Sunday, 11 December 2016

Bath - that most elegant of Georgian cities

It is often said that you should never return to a place which holds special memories for you however there are always exceptions to that rule.  I jumped at the chance to revisit Bath when a friend of mine, now living in England suggested we meet there.  I have a deep fondness for Bath, firstly because I am a great fan of Jane Austen, one of the city's most famous daughters, who, ironically, lived there for only five of her 41 years and, by all accounts, hated it. She preferred the country and her family's impoverished circumstances made life in the town difficult. I love Jane's satirical wit and her keen eye for the foibles and pretensions of Georgian society which are the mainstay of her novels. Another reason to love the city was memories of the happy time spent there with my late husband.  He loved New Zealand with a passion but I remember him getting all misty eyed in Bath and telling me "I could live here"  I was amazed, that was the only time in his life he ever said that about anywhere other than home.  Interestingly, it was only after he had died that I researched his family tree and discovered his grandparents had come from Bradford-on-Avon, a beautiful village close by.  He never knew that but I wonder if  there was, perhaps, some sort of ancestral pull.
Shops, including a very fine ice cream shop, line either side of the bridge
Bath Abbey aglow in the sun
Sally Lunn's shop dating from 1680

I had a hugely enjoyable first day in Bath hanging out with my friend and her three lovely children.  Catching up on news we wandered the streets, admiring the timeless architecture, slurping on ice creams, visiting the original Sally Lunn's shop and marveling at the devils and angels on the carved stone ladders fronting Bath Abbey.
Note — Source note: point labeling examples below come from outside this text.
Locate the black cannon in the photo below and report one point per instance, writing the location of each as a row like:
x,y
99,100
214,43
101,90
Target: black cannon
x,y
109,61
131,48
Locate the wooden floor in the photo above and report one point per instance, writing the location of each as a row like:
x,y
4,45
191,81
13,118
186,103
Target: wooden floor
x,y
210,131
The warm sun shining on the Cotswold stone gave the whole city a golden glow.  All too soon, though, it was time for Sarah and her family to leave for home so I climbed the hill up through town to check into my delightful hotel, The Queensberry.

The timeless view from my hotel room

Bust of  Goddess Sulis Minerva, Roman Baths
Later I decided a warm swim at the new Thermae Spa might be just the thing but when I saw the queue stretching up the road and around the corner gave it a swerve and went to the Roman Baths instead.  What a happy change of plan!  I had been there as a 14 year old and again in 1998 with my husband but I still enjoyed it as if it was my first visit. At 7pm in the evening it was almost deserted so I spent a long blissful time soaking up the atmosphere and history of the place, enjoying the vastly improved displays, happy as could be. 

HINT: go to the Roman Baths very late in the day (check opening times, they change with the seasons) by then the day trippers have gone and other tourists are at dinner.

To complete a fantastic day I treated myself  to a fig and honey julep cocktail in the hotel bar. The view from my room looked over Georgian Houses and chimney pots with a mellow moon gleaming over all.  So romantic, so story book, so unchanged for hundreds of years.  I tried to capture it in a photo, unsuccessfully, sadly.
Inside the Roman Baths

I was up early next morning, had breakfast at The Olive Tree, the fine, highly rated restaurant at the hotel and then off for a walk around the famous Royal Crescent, the Circus and up and down picturesque lanes. With no cars, no people and my vivid imaginings of how it would have been in Jane's day, I was perfectly content despite the change in the weather to cold and blustery. Next stop was the Jane Austen Centre for a short film and a tour with an excellent guide.  I thought I knew most things about Jane but I learnt a lot more like the fact that that the only, and well known, portrait of Jane was done by her sister, Cassandra, and was said by everyone at the time to look nothing like Jane. As a lover of old costumes and clothing it was a pleasure to see original garments from Georgian times.  It was early in the day and there were only two other people on the tour, New Zealanders!, we're everywhere!
 
The b
The elegant, Georgian, Royal Crescent overlooking the town

Next stops were the very grand Assembly Rooms with their magnificent crystal chandeliers and Bath Abbey, where I was lucky enough to catch the choir rehearsing.

https://youtu.be/0hca5TbDcxc

Video of the choir rehearsing at Bath Abbey - excuse the quality.

I poked my nose into the Pump Room, mentioned in Jane's novels as a place for high society to meet, gather, gossip and flirt.  Nowadays people seem to prefer to take tea from silver tea sets placed on starched white tablecloths than to sip on the sulphurous mineral waters but other than that not much has changed.  Very elegant indeed.
Inside the Georgian Assembly Rooms

The Gin Bar - dark windows on right
Strolling aimlessly but happily for the rest of the day I was delighted to spot the bar I had had a drink in with my husband and where he had become misty eyed.  Now a gin bar it is little changed and I was awash with nostalgia but so pleased to have found it. Then it was off to the train and back to join my family in London.

I know now that I will go to Bath any chance I get.  It is a beautiful place and I understand how my husband was bewitched by it. Revisiting did not disappoint.

HINT: Spend a night or more there to have at least some time without the countless bus loads of day trippers.